Waktu tak terasa ketika aku dan Xavier terus bercanda dan tertawa bersama dengan bang Rian yang sempurna terpejam. Kami sibuk bercerita hal konyol hingga tak sadar dengan waktu.

"Eh Vier, udah sore loh. Lo nggak jemput Vindy?"

"Eh iya yaampun gue lupa. Yaudah gue pamit ya Rain."

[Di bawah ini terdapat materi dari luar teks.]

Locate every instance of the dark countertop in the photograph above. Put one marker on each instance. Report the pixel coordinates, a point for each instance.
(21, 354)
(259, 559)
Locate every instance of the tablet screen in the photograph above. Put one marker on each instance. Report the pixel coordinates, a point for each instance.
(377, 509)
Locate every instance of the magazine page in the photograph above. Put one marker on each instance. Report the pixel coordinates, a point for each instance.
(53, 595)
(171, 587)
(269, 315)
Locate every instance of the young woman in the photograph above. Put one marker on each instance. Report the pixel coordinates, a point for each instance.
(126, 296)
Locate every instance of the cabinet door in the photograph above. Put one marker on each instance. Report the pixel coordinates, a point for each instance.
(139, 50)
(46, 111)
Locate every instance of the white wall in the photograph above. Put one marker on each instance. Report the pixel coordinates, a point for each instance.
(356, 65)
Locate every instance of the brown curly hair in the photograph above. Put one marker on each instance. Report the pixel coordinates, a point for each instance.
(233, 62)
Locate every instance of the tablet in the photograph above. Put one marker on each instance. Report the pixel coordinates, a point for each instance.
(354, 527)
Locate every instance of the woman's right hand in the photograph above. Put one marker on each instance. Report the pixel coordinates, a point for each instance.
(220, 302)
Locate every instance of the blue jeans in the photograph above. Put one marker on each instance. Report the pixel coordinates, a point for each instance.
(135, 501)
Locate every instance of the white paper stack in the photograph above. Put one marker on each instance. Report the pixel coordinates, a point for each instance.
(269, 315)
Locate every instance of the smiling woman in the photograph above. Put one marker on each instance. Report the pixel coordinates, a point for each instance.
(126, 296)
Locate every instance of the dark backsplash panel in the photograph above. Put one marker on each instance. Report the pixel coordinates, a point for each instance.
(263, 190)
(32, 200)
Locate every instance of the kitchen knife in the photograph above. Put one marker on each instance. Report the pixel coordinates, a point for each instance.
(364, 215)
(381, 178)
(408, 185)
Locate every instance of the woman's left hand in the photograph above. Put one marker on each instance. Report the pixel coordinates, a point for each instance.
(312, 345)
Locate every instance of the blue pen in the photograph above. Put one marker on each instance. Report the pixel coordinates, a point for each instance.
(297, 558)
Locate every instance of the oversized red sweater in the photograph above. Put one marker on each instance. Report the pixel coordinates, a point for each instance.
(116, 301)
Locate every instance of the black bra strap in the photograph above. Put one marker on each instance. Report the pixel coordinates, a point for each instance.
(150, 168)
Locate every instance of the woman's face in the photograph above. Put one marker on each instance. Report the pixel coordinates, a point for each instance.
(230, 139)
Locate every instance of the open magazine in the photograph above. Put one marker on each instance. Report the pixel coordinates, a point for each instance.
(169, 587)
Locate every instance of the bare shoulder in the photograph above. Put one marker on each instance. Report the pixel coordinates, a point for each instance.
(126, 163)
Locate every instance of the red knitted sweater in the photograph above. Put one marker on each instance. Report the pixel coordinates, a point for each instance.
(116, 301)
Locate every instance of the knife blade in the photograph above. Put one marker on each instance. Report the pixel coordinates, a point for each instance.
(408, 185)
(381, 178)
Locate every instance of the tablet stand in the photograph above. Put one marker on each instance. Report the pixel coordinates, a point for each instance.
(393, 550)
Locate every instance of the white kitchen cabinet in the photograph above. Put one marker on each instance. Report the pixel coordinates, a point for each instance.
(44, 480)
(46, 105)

"Bang, Xavier pamit ya, kapan kapan pasti kesini lagi, nanti liat abang udah sembuh." jelasnya sambil tersenyum pada abangku

"Bye Rain." tukasnya sambil melambaikan tangan

"Bye Vier, tiati yak."

"Okeyy, jangan lupa sekolah besok woy!"

"IYA SIAP."

💧💧💧


Beriringan dengan ledakan perasaan yang sedari tadi mengalir, aku bersyukur memiliki Xavier, dia adalah sesatunya yang dapat menghapus rasa sedihku dengan dibuatnya aku tertawa meledak.

Lagi,

Aku mengintip sedikit kearah jendela, yang ternyata daritadi hujan karena ku lihat jalanan yang basah. Beruntung sudah reda, jadi rasa khawatir ku terhadap Xavier sedikit berkurang.